Application of phase modulation to the RF carrier in the manner described above proves to be satisfactory for narrowband applications. However, in wideband applications the effective tuning capability of the VCO is limited by the capacitance versus voltage (CV) characteristics of its varactor diodes. Wideband applications require the varactor diodes to be operated over a wider voltage range than in narrowband applications. However, the varactor diode capacitances relate linearly to the voltage applied across them, Vtune, only over a narrow voltage range (see FIG. 4). This linear tuning range is only on the order of about a diode drop (i.e., 0.7 V).

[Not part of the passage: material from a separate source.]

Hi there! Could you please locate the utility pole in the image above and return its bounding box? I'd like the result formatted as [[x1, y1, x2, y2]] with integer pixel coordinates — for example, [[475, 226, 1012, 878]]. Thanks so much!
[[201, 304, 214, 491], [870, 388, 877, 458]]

The nonlinear CV relationship of the VCO varactor diodes outside the linear range results in a tuning sensitivity, Kv, which varies depending on what the value of the control signal, Vtune, is. This variation in Kv leads to nonlinear operation of the VCO, which is a highly undesirable condition since the nonlinearities cause PM-PM distortion (i.e., phase modulation errors caused by an output relating nonlinearly to its input) in the desired final phase modulated output signal. There are prior art techniques that can be used to limit the effects of variations in tuning sensitivity, Kv. However, those techniques result in a wide variation in loop settling times, which effectively limits the tuning bandwidth capability of the VCO and PLL.

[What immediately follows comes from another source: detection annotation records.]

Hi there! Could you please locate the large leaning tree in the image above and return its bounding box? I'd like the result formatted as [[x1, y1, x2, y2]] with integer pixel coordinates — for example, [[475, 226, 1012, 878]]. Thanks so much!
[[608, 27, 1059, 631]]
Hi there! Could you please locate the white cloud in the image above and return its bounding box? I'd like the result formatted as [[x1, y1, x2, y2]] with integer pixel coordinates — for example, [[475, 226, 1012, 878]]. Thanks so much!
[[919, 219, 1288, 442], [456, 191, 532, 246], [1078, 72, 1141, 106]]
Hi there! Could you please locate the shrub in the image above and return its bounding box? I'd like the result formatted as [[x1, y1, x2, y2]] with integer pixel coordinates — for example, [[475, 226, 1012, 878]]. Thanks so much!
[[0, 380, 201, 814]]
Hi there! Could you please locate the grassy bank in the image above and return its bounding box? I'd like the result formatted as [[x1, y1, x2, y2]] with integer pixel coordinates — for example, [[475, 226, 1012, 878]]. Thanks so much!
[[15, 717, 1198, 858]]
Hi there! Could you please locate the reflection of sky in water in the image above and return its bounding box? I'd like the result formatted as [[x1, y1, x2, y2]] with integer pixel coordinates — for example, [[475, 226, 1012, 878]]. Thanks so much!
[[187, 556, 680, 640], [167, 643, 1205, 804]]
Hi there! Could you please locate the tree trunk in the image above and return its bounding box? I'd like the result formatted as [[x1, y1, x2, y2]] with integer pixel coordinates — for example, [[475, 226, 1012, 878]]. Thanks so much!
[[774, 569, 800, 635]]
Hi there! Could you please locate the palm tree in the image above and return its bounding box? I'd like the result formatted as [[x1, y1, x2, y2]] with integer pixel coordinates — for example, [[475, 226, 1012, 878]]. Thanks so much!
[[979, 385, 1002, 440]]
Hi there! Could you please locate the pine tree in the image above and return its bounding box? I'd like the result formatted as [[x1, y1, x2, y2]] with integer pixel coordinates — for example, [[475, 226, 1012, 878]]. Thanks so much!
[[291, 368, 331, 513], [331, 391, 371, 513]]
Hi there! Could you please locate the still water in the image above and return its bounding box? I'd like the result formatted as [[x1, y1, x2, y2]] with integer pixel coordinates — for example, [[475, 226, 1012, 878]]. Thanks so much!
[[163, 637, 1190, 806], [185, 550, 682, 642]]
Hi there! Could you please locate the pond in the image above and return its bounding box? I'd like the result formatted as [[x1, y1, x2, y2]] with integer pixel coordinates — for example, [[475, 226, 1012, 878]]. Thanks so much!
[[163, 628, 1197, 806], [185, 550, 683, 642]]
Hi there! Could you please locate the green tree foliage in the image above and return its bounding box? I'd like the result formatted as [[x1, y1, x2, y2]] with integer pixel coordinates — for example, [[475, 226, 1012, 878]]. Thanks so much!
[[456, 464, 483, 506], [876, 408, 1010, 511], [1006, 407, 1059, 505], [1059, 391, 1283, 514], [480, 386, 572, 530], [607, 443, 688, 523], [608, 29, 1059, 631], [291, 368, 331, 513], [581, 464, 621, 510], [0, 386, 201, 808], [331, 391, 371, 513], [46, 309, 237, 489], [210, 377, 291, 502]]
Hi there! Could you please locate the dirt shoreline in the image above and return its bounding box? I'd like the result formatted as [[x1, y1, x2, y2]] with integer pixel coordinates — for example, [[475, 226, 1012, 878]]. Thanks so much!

Wide bandwidth and fast, well-controlled settling time capabilities are needed to generate and process the types of waveforms used in current and next generation wireless communications standards. The waveform types used in third generation (3G) cellular systems (e.g., signals used in Wideband Code Division Multiple Access (W-CDMA) systems and according to the High-Speed Downlink Packet Access (HSDPA) protocol), and other high data rate and next-generation cellular systems communication systems can exhibit considerable signal activity in the vicinity of the origin of the signal plane. The time rate of change of the phase of these signals can also be quite high. In extreme circumstances in which the signal passes through the origin, an instantaneous phase reversal corresponding to an essentially infinite time rate of change of the signal phase can occur. Unfortunately, accurately and precisely producing waveforms having these characteristics using the prior art tunable VCO/PLL apparatus described above is difficult or even impossible to achieve due to the limited linear tuning range capability of the VCO and PLL.
Considering the foregoing limitations and problems of the prior art, therefore, it would be desirable to have wideband phase modulation methods and apparatus which avoid signal distortions caused by nonlinear VCO operation.